PIMCO’s Bill Gross says the debt-fuelled global economy faces a big shift, in a new FT column. The always poetic Gross makes this argument with two metaphors.First, cancer:
The world’s financial markets seem obsessed with daily monetary and fiscal policy evolutions in euroland which form the basis for risk on/risk off days in the marketplace and the overall successful deployment of carry strategies so important to asset market total returns. Euroland is just a localised tumour, however. The developing credit cancer may be metastasised, and the global monetary system fatally flawed by increasingly risky and unacceptably low yields, produced by the debt crisis and policy responses to it.

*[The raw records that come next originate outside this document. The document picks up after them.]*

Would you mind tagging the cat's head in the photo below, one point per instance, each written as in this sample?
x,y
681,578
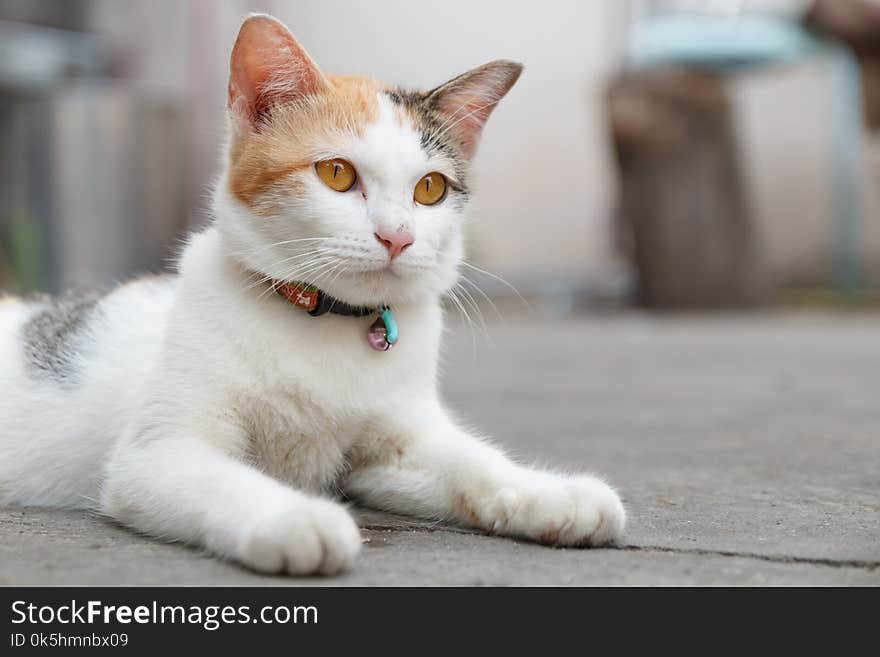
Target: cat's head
x,y
344,182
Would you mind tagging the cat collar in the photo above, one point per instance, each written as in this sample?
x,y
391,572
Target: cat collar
x,y
382,334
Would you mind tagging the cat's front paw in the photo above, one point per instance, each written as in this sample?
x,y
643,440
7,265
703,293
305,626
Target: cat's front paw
x,y
312,537
561,511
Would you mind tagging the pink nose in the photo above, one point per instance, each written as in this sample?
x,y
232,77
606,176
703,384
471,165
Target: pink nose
x,y
394,241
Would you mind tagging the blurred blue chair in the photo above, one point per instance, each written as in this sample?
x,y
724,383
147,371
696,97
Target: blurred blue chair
x,y
730,41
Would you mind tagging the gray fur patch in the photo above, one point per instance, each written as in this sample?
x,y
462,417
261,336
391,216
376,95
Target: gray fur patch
x,y
431,125
52,336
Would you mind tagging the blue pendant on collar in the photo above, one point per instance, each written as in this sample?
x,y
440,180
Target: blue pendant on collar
x,y
383,332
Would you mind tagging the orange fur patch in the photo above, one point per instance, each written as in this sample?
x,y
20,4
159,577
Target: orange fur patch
x,y
293,137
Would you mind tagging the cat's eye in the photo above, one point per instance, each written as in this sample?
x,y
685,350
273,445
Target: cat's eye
x,y
430,189
337,174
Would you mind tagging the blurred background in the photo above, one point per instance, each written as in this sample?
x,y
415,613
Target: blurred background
x,y
668,154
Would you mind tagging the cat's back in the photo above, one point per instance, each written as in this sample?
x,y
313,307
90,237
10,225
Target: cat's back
x,y
72,370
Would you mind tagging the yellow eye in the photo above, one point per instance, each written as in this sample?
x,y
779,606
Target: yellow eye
x,y
430,189
336,174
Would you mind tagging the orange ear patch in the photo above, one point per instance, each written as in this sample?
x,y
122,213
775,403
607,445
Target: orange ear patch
x,y
270,161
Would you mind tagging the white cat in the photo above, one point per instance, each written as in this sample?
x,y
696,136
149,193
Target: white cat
x,y
222,406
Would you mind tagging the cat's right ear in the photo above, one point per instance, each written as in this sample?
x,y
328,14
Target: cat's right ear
x,y
268,67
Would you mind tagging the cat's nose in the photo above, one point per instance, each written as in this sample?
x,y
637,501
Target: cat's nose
x,y
395,241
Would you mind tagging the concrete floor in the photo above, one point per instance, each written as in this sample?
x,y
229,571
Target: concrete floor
x,y
747,450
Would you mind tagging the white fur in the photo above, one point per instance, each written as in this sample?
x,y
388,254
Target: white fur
x,y
212,412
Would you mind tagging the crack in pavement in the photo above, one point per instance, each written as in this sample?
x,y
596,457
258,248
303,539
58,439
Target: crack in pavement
x,y
415,526
869,566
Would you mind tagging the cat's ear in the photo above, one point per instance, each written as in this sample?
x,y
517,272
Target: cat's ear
x,y
466,101
268,67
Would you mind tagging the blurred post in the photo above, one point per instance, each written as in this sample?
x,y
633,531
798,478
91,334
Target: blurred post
x,y
683,214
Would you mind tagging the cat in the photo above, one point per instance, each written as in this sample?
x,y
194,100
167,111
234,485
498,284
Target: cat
x,y
291,362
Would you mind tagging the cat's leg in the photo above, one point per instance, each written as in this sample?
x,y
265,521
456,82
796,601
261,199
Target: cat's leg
x,y
190,490
433,469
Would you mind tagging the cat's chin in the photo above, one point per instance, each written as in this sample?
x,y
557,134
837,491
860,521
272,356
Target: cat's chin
x,y
384,286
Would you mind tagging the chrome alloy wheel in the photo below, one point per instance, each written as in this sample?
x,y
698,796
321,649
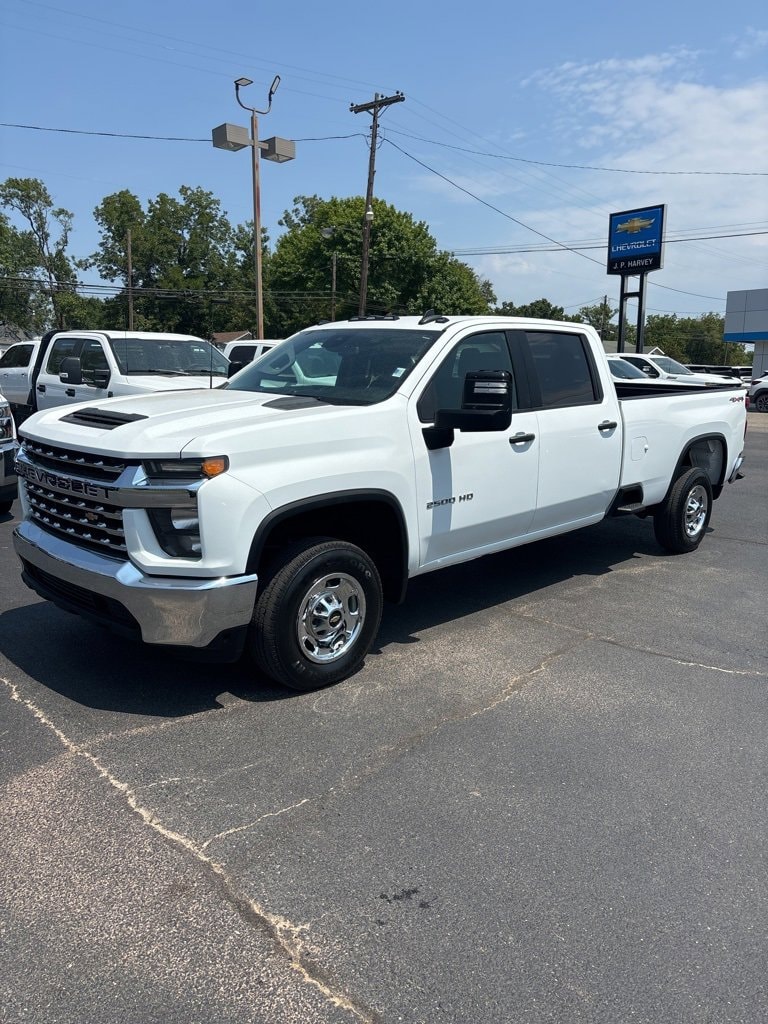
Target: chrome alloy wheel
x,y
696,507
330,617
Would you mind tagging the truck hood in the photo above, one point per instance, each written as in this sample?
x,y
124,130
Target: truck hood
x,y
165,424
141,384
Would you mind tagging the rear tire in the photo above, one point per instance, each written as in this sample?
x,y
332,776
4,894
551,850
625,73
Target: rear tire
x,y
315,620
681,520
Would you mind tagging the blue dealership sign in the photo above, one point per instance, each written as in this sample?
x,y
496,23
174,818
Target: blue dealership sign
x,y
636,241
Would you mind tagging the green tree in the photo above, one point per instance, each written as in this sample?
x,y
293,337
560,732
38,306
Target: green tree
x,y
539,308
41,251
185,258
407,272
600,316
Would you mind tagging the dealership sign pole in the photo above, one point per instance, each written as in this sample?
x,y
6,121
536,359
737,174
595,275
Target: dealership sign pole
x,y
635,248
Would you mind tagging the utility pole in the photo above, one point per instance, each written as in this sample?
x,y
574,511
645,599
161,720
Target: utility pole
x,y
130,281
376,104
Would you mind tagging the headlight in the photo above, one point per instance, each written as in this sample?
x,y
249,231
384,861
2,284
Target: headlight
x,y
186,469
177,531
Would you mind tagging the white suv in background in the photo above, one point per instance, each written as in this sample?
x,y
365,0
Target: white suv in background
x,y
759,393
660,367
247,351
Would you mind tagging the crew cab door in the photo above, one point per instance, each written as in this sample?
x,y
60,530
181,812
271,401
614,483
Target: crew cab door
x,y
52,391
479,492
580,430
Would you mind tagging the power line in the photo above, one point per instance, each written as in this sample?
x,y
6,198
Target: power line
x,y
488,205
162,138
572,167
511,250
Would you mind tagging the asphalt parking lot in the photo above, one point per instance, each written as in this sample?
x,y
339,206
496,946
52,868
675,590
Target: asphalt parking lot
x,y
542,800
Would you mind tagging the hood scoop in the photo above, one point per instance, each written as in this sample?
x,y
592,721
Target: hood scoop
x,y
100,419
289,401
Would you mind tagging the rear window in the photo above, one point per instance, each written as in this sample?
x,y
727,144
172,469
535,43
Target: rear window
x,y
564,369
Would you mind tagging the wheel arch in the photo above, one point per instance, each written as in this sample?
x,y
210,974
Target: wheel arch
x,y
371,519
710,453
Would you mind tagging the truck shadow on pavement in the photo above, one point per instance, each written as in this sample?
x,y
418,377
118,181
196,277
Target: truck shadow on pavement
x,y
95,668
471,587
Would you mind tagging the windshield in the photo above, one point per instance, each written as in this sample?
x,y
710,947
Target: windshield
x,y
671,366
178,357
625,370
347,366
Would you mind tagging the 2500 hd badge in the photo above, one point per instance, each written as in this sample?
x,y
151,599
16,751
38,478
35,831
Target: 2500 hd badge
x,y
449,501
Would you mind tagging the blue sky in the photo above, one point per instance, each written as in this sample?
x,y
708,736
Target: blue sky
x,y
517,120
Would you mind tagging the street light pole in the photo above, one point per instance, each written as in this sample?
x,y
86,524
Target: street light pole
x,y
255,150
328,232
374,108
233,137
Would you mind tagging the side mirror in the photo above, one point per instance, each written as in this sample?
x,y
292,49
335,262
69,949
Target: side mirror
x,y
71,372
486,404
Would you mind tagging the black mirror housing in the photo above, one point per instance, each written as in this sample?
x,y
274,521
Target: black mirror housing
x,y
71,371
486,403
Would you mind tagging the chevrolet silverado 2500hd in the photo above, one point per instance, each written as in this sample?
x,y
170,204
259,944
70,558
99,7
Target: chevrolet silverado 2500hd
x,y
272,515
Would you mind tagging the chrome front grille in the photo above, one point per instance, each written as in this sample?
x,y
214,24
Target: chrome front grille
x,y
68,495
95,467
83,520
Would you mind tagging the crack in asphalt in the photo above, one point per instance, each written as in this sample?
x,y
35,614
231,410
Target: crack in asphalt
x,y
624,645
287,936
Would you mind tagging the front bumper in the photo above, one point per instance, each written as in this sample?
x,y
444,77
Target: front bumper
x,y
169,610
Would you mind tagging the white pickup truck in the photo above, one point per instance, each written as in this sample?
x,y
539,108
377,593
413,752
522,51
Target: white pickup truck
x,y
271,516
69,367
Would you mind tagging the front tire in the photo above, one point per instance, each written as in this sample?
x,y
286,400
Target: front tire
x,y
317,615
681,520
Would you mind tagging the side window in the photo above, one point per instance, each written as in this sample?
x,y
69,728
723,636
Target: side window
x,y
479,351
243,353
60,348
91,358
563,368
17,355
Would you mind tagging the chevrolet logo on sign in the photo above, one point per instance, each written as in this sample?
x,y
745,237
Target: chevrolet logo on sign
x,y
636,241
635,225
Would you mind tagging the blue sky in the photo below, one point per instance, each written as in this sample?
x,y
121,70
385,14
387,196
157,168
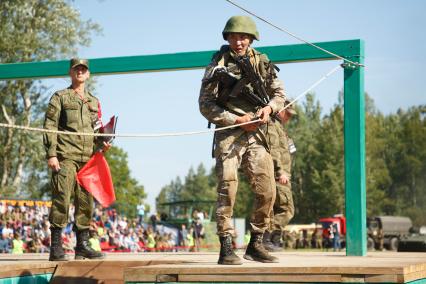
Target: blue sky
x,y
393,32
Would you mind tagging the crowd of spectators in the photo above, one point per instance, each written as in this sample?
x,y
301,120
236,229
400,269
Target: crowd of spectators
x,y
25,229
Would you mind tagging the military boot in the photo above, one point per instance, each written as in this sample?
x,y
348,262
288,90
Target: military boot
x,y
56,250
269,246
227,255
83,249
256,251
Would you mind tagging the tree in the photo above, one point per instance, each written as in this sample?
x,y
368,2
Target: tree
x,y
127,190
32,31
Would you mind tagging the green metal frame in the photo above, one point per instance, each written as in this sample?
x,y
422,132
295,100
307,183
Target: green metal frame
x,y
355,188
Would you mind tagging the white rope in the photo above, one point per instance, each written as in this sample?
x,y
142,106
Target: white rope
x,y
295,36
155,135
312,86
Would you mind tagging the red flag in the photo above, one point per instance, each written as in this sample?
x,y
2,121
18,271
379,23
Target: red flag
x,y
95,177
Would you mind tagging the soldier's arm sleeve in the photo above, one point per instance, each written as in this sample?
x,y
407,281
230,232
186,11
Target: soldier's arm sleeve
x,y
275,149
51,122
207,102
274,86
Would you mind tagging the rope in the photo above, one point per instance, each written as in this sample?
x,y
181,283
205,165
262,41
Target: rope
x,y
295,36
155,135
312,86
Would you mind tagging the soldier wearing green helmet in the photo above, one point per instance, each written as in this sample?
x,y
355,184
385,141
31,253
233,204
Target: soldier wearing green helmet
x,y
240,24
282,150
225,104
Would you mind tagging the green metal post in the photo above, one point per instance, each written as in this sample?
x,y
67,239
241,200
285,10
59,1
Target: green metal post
x,y
355,185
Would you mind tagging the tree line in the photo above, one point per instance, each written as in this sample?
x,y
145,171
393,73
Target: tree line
x,y
39,31
32,30
395,165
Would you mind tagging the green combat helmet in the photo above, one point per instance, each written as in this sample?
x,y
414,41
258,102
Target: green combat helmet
x,y
240,24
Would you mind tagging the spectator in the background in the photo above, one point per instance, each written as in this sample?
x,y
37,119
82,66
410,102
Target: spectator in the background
x,y
183,237
336,237
4,244
8,229
153,219
94,241
17,244
198,233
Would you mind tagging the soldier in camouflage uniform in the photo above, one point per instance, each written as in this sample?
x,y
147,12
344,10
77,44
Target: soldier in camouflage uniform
x,y
244,146
281,149
74,110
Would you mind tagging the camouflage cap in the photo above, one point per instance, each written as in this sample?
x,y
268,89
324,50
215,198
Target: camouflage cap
x,y
74,62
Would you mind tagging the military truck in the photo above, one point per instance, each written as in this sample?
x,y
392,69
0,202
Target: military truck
x,y
387,231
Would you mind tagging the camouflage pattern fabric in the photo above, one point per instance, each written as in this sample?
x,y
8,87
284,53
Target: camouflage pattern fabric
x,y
283,209
67,111
64,186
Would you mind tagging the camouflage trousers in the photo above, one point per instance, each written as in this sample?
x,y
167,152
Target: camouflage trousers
x,y
64,186
283,210
257,164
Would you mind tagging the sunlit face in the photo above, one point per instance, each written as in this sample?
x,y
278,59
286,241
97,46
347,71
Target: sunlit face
x,y
239,42
79,74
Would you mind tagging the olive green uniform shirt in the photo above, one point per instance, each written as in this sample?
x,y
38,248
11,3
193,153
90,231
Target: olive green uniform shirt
x,y
68,112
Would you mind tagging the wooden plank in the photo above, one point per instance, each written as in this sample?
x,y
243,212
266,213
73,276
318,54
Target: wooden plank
x,y
100,270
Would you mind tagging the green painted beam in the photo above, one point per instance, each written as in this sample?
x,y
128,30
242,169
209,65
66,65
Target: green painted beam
x,y
175,61
354,105
355,184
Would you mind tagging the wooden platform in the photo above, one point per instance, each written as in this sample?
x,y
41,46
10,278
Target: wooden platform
x,y
312,267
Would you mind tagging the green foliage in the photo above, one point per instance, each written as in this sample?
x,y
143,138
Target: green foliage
x,y
32,30
128,192
197,186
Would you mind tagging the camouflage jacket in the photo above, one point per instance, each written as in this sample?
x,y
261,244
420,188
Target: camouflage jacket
x,y
278,143
68,112
221,115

Second, whales (oddly appropriate this week, notes @peter_tl):
In nature, the mighty whale depends upon the lowly plankton for its survival and the same analogy rightly applies to global developed economies, which have dominated trade and finance at the expense of developing nations. Now the tides may be turning as once minuscule global economies find themselves in possession of a plethora of reserves. The hunted may be turning into the hunter and the global monetary system, which has evolved and morphed over the past century – but always in the direction of easier, cheaper and more abundant credit – may have reached a point at which it can no longer operate in the same way.
Gross doesn’t specify what change lies ahead, but he says it may involve a shift away from the dollar and toward hard assets.